Bas-relief, dans la propriété de M. Degioanni
Enfoui dans la garrigue provençale de Fontvieille, ce bas-relief gallo-romain taillé à même la roche révèle deux millénaires d'histoire sculptée dans la pierre calcaire de la Crau.
History
Dans les collines calcaires qui dominent Fontvieille, à l'ombre des pins parasols et des oliviers centenaires, se dissimule l'un des témoignages les plus intimes de la présence romaine en Provence : un bas-relief sculpté directement dans la roche naturelle, classé Monument Historique depuis 1931. Loin des grandes voies triomphales et des forums monumentaux, ce type d'œuvre rupestre offre une fenêtre saisissante sur les pratiques dévotionnelles et artistiques des habitants de la région à l'époque gallo-romaine. Ce qui rend ce bas-relief véritablement singulier, c'est son caractère intrinsèquement lié au paysage. Contrairement aux sculptures transportées dans les musées, ce relief a été conçu pour être indissociable de son support minéral, comme si la roche elle-même avait été choisie pour sa charge sacrée.

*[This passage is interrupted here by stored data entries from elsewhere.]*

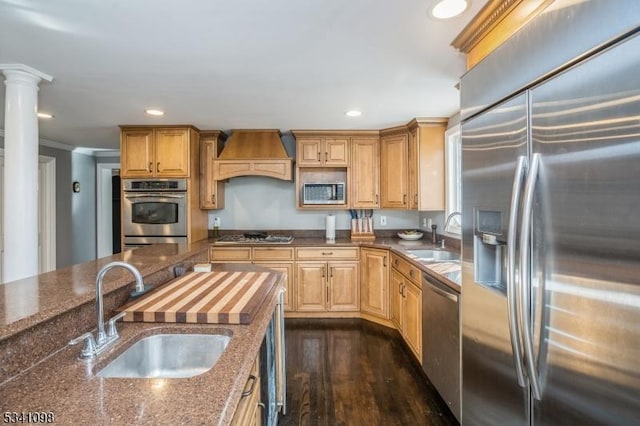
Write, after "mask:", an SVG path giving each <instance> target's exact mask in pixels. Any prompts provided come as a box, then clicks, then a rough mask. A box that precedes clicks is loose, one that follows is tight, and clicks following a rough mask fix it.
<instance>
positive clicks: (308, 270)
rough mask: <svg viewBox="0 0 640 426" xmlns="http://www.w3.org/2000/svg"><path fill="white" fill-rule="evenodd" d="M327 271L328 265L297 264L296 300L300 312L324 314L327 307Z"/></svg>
mask: <svg viewBox="0 0 640 426" xmlns="http://www.w3.org/2000/svg"><path fill="white" fill-rule="evenodd" d="M326 269H327V264H326V263H324V262H322V263H312V262H309V263H304V262H298V263H297V264H296V284H297V285H296V291H295V293H296V299H297V311H298V312H323V311H324V310H325V307H326V300H327V289H326Z"/></svg>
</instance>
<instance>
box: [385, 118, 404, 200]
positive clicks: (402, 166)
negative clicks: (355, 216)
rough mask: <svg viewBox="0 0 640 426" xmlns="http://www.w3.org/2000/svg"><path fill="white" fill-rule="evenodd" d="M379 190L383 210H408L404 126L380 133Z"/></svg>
mask: <svg viewBox="0 0 640 426" xmlns="http://www.w3.org/2000/svg"><path fill="white" fill-rule="evenodd" d="M380 189H381V202H380V207H382V208H383V209H408V208H409V136H408V134H407V131H406V128H405V127H404V126H403V127H402V128H394V129H389V130H388V131H384V132H382V133H381V136H380Z"/></svg>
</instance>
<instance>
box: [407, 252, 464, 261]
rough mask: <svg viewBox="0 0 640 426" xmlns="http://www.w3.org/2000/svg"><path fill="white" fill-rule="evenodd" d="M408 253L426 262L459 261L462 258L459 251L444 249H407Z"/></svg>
mask: <svg viewBox="0 0 640 426" xmlns="http://www.w3.org/2000/svg"><path fill="white" fill-rule="evenodd" d="M407 253H409V254H412V255H414V256H416V257H417V258H418V260H422V261H425V262H457V261H459V260H460V255H459V254H458V253H454V252H451V251H444V250H430V249H426V250H407Z"/></svg>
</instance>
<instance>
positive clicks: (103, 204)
mask: <svg viewBox="0 0 640 426" xmlns="http://www.w3.org/2000/svg"><path fill="white" fill-rule="evenodd" d="M119 168H120V164H119V163H98V164H96V201H97V208H96V213H97V215H96V222H97V228H98V229H97V238H96V254H97V255H96V258H97V259H99V258H101V257H105V256H111V255H112V254H113V239H112V238H113V237H112V229H113V227H112V219H113V218H112V215H111V202H112V198H111V176H112V174H113V172H112V170H114V169H119Z"/></svg>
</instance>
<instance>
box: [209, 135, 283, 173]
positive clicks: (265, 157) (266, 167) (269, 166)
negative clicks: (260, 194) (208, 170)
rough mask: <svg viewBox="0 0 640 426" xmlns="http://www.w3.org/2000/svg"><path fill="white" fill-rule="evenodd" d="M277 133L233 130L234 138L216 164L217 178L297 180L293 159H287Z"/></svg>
mask: <svg viewBox="0 0 640 426" xmlns="http://www.w3.org/2000/svg"><path fill="white" fill-rule="evenodd" d="M281 136H282V135H281V133H280V131H279V130H277V129H275V130H274V129H266V130H264V129H262V130H232V133H231V137H230V138H229V140H228V141H227V143H226V144H225V147H224V149H223V150H222V152H221V153H220V155H219V156H218V158H217V159H216V160H214V161H213V178H214V179H215V180H225V179H229V178H232V177H238V176H267V177H272V178H276V179H282V180H293V173H292V169H293V158H291V157H289V156H288V155H287V150H286V149H285V147H284V144H283V143H282V139H281Z"/></svg>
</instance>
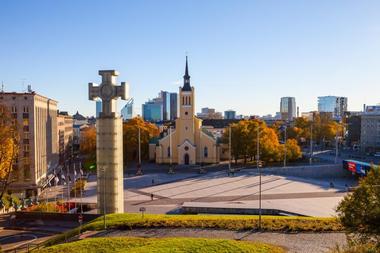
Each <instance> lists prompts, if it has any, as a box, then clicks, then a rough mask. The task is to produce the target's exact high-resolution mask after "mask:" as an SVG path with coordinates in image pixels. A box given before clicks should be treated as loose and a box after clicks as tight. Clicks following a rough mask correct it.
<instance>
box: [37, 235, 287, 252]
mask: <svg viewBox="0 0 380 253" xmlns="http://www.w3.org/2000/svg"><path fill="white" fill-rule="evenodd" d="M37 252H38V253H60V252H65V253H70V252H73V253H78V252H81V253H86V252H103V253H106V252H112V253H114V252H128V253H138V252H141V253H143V252H153V253H163V252H181V253H186V252H189V253H195V252H197V253H203V252H204V253H212V252H218V253H219V252H220V253H223V252H231V253H235V252H236V253H240V252H241V253H243V252H247V253H248V252H252V253H283V252H285V251H284V250H283V249H282V248H280V247H277V246H273V245H269V244H264V243H256V242H255V243H253V242H244V241H234V240H222V239H195V238H161V239H156V238H149V239H147V238H129V237H113V238H90V239H85V240H81V241H76V242H72V243H65V244H59V245H55V246H51V247H48V248H45V249H42V250H39V251H37Z"/></svg>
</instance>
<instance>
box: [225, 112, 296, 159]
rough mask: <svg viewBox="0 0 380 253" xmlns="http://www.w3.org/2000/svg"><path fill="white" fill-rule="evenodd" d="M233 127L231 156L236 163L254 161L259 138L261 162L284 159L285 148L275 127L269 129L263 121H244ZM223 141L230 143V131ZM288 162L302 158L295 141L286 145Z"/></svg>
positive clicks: (259, 120) (257, 120)
mask: <svg viewBox="0 0 380 253" xmlns="http://www.w3.org/2000/svg"><path fill="white" fill-rule="evenodd" d="M230 127H231V154H232V156H233V159H234V160H235V163H237V161H238V159H244V163H246V162H247V160H248V158H249V159H250V160H251V161H252V160H253V158H254V157H255V156H256V154H257V138H258V136H259V144H260V160H262V161H265V162H278V161H281V160H283V159H284V152H285V147H284V144H280V142H279V140H278V135H277V132H276V130H275V129H274V128H273V127H268V126H267V125H266V124H265V122H264V121H261V120H256V119H254V120H242V121H239V122H238V123H234V124H231V125H230ZM222 141H223V142H224V143H226V144H228V142H229V129H228V128H227V129H226V130H225V131H224V135H223V137H222ZM286 147H287V160H296V159H298V158H300V157H301V156H302V153H301V148H300V147H299V146H298V143H297V141H296V140H294V139H289V140H288V141H287V143H286Z"/></svg>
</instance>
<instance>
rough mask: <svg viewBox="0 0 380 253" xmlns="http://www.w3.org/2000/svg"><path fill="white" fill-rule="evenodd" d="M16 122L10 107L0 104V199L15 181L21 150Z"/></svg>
mask: <svg viewBox="0 0 380 253" xmlns="http://www.w3.org/2000/svg"><path fill="white" fill-rule="evenodd" d="M15 122H16V121H15V120H14V119H13V118H12V115H11V114H10V113H9V110H8V108H7V107H6V106H4V105H0V187H1V188H0V199H2V197H3V195H4V193H5V192H6V191H7V189H8V187H9V185H11V184H12V183H13V182H15V180H14V178H12V172H13V168H14V164H15V162H16V159H17V156H18V151H19V134H18V131H17V124H16V123H15Z"/></svg>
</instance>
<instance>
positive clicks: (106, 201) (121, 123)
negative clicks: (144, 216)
mask: <svg viewBox="0 0 380 253" xmlns="http://www.w3.org/2000/svg"><path fill="white" fill-rule="evenodd" d="M122 127H123V125H122V119H121V118H113V117H110V118H98V119H97V120H96V129H97V130H96V142H97V145H96V146H97V150H96V158H97V162H96V164H97V173H98V180H97V181H98V184H97V185H98V189H97V190H98V193H99V194H98V195H97V196H98V198H97V200H98V213H101V214H104V213H123V212H124V197H123V192H124V188H123V152H122V150H123V137H122V136H123V129H122ZM100 143H102V145H100Z"/></svg>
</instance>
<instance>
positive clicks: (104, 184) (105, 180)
mask: <svg viewBox="0 0 380 253" xmlns="http://www.w3.org/2000/svg"><path fill="white" fill-rule="evenodd" d="M102 172H103V226H104V230H106V229H107V224H106V213H107V209H106V168H105V167H102Z"/></svg>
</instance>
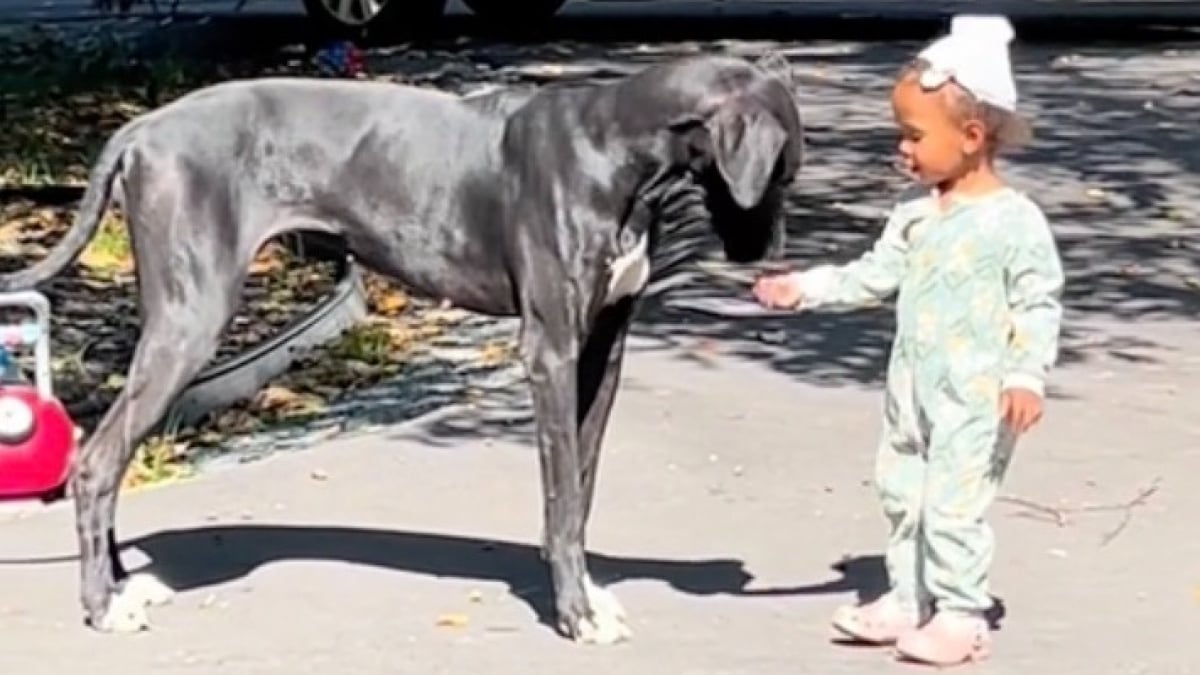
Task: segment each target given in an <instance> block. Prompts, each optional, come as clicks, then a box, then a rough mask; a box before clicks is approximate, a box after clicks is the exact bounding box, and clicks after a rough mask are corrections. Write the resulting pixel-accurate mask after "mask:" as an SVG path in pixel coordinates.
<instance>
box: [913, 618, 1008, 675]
mask: <svg viewBox="0 0 1200 675" xmlns="http://www.w3.org/2000/svg"><path fill="white" fill-rule="evenodd" d="M990 646H991V635H990V631H989V629H988V620H986V619H984V617H983V616H976V615H971V614H962V613H956V611H940V613H937V614H936V615H934V617H932V619H931V620H929V622H928V623H925V625H924V626H922V627H920V628H919V629H917V631H911V632H907V633H905V634H904V635H901V637H900V639H898V640H896V643H895V650H896V656H898V657H899V658H901V659H904V661H911V662H916V663H923V664H926V665H940V667H944V665H960V664H962V663H971V662H980V661H984V659H985V658H988V655H989V649H990Z"/></svg>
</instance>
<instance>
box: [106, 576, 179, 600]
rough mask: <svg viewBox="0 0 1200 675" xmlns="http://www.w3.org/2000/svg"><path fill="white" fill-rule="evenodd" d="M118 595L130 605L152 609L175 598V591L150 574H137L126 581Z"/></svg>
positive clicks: (129, 578) (169, 586) (161, 581)
mask: <svg viewBox="0 0 1200 675" xmlns="http://www.w3.org/2000/svg"><path fill="white" fill-rule="evenodd" d="M118 595H119V596H121V597H122V598H126V599H127V601H128V602H130V603H132V604H138V603H140V605H142V607H154V605H160V604H167V603H169V602H170V601H172V598H174V597H175V591H174V590H172V587H170V586H168V585H166V584H163V583H162V581H160V580H158V579H156V578H155V577H154V575H152V574H146V573H139V574H133V575H131V577H130V578H128V579H126V580H125V583H124V584H121V590H120V592H119V593H118Z"/></svg>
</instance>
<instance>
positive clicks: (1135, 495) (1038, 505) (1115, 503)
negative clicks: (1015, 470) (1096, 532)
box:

Les artisans romains ou gallo-romains qui ont façonné ces formes dans la pierre calcaire de la Chaîne des Alpilles maîtrisaient parfaitement la technique de la taille en creux, adaptant leur travail aux aspérités naturelles du substrat. Visiter ce site, c'est accepter de quitter les sentiers balisés du tourisme de masse pour rejoindre une forme d'archéologie intime. La propriété Degioanni, dans laquelle il se trouve, ancre le monument dans une histoire privée et préservée, loin de l'affluence des grandes nécropoles ou des théâtres romains de la région. L'atmosphère y est celle d'une découverte personnelle, presque clandestine, renforcée par la végétation méditerranéenne qui encadre le rocher orné. Fontvieille, terre de moulins à vent et d'inspiration pour Alphonse Daudet, révèle ici une couche temporelle bien plus ancienne que ses légendes provençales. Ce bas-relief s'inscrit dans un réseau dense de vestiges romains qui jalonnent les Bouches-du-Rhône, rappelant que la Provence fut, avant d'être une destination romantique, une province intégrée au cœur de l'Empire romain, traversée par des voies commerciales, peuplée de colons et de dieux mêlés.
Architecture
Le bas-relief de Fontvieille appartient à la catégorie des roches ornées gallo-romaines, un ensemble artistique caractérisé par l'intervention directe du sculpteur sur le substrat rocheux naturel, sans préparation d'un bloc séparé. La roche calcaire des Alpilles, d'une teinte ocre dorée typique de la Provence, constitue à la fois le support et le matériau de l'œuvre, conférant à l'ensemble une intégration parfaite dans le paysage minéral local. La technique employée est celle du relief modelé en faible saillie — le bas-relief proprement dit — où les formes sculptées émergent d'à peine quelques centimètres du plan rocheux. Ce procédé, courant dans l'art votif et commémoratif de l'époque gallo-romaine, permettait de représenter figures humaines, divinités, animaux ou symboles avec une économie de moyens remarquable. Les outils utilisés — ciseaux à pierre, gradines et marteaux — laissent sur la roche des traces caractéristiques des ateliers lapidaires provinciaux du Haut-Empire. Les artisans gallo-romains de la région d'Arles étaient réputés pour leur maîtrise du calcaire local, comme en témoignent les nombreux sarcophages et stèles funéraires conservés dans les musées arlésiens. L'ensemble sculpté s'inscrit dans un affleurement rocheux naturel dont la surface a été soigneusement dégrossie avant la taille des motifs. La patine brun-orangée que le calcaire a développée au fil des siècles d'exposition aux intempéries méditerranéennes — pluies hivernales, sécheresse estivale, gel nocturne des Alpilles — fait désormais corps avec la sculpture, unissant l'œuvre humaine et la matière naturelle en une même entité minérale.